I’m not, and I’m pretty committed to hypochondria. The main
reason is that esophageal cancer is relatively rare in the US, accounting for only 1% of cancer diagnoses (though I might
feel differently if I lived in Iran, northern China, India, or southern Africa,
where it’s far more common). Doubling the risk of a something is less
impressive when the baseline risk is low. Moreover, things like tobacco and
alcohol consumption seem to be bigger risk factors. So don’t beat yourself up
about your misspent youth of hot tea drinking.
Moving forward, sure, allowing tea to cool slightly is an
easy enough health intervention. But if drinking too hot beverages is the worst
of your potentially disease-causing habits, I’d say you’re living a pretty
wholesome life.
Are you sure it’s not
just the tea itself that causes esophageal cancer?
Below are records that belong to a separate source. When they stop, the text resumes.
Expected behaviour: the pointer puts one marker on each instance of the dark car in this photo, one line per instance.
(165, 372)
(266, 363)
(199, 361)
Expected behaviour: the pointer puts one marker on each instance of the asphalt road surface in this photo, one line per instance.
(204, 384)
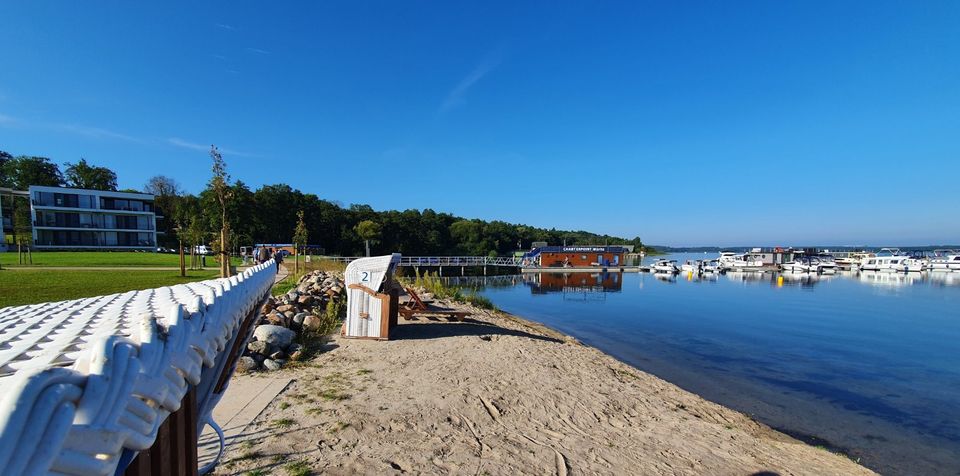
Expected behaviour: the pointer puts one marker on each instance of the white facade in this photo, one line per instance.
(72, 218)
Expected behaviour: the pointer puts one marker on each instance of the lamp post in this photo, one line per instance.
(183, 268)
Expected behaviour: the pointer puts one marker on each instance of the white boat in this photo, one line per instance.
(665, 266)
(738, 261)
(944, 260)
(856, 259)
(915, 263)
(710, 266)
(825, 264)
(799, 265)
(888, 259)
(690, 266)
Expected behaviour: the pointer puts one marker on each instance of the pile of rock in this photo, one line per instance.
(283, 317)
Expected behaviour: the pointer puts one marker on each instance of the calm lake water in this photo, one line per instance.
(867, 364)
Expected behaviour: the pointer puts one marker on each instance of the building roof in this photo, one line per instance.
(109, 193)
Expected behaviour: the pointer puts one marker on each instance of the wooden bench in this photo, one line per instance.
(417, 307)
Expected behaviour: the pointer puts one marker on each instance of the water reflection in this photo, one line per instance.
(866, 361)
(585, 283)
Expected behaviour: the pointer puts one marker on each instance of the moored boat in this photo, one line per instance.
(665, 266)
(888, 259)
(690, 266)
(944, 260)
(710, 266)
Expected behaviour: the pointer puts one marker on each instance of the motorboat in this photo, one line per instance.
(915, 263)
(710, 266)
(879, 278)
(799, 265)
(665, 266)
(810, 264)
(888, 259)
(741, 262)
(690, 266)
(826, 264)
(944, 260)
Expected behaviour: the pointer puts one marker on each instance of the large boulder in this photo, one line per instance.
(276, 335)
(261, 347)
(246, 364)
(270, 364)
(312, 322)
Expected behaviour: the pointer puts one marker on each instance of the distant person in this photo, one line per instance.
(279, 259)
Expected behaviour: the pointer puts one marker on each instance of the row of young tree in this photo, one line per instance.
(271, 213)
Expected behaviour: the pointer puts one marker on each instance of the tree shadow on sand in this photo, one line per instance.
(428, 328)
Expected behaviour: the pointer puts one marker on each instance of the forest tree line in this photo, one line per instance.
(268, 214)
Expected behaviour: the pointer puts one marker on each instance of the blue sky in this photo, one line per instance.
(684, 123)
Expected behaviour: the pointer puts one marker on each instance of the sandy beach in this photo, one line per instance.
(499, 395)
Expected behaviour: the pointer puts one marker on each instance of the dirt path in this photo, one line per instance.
(496, 396)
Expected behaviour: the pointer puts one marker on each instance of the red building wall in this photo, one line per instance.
(585, 259)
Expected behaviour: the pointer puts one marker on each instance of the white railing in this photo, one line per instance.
(446, 260)
(131, 358)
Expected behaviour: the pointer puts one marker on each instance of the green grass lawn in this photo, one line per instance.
(103, 258)
(18, 287)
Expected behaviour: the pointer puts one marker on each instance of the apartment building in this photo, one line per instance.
(71, 218)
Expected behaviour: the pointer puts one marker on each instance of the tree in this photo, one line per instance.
(22, 226)
(5, 158)
(162, 186)
(22, 172)
(221, 187)
(299, 240)
(84, 175)
(166, 195)
(368, 231)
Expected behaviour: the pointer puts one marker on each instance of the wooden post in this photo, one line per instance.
(183, 264)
Nothing in this world is certain. Everything and everyone
has the capacity to deceive, disappoint and betray you. But in regards to this particular study, it’s
hard to say. While they did also look at how much tea subjects consumed, most
of the heavy tea drinkers were also the people who preferred their tea piping
hot, so those variables are difficult to untangle. And due to a combination of
my own laziness and the authors’ assurance that their study is methodologically
superior to its predecessors, I’m opting not to dig too far into the archives
on this one. There is mention of animal studies suggesting that certain compounds
in hot beverages could be a contributing issue rather than just the temperature. So maybe
plain hot water is the safest (and most affordable!) option. You’re welcome to
give it a shot, but I’m going to stick with tea.
* I accidentally quit
drinking coffee a few years back and now start my days with English Breakfast
tea like some kind of commie weirdo pervert.
** The method was to
make two cups of tea, one for the subject to sip and comment on and the other
to be used simultaneously to take temperature readings. Science!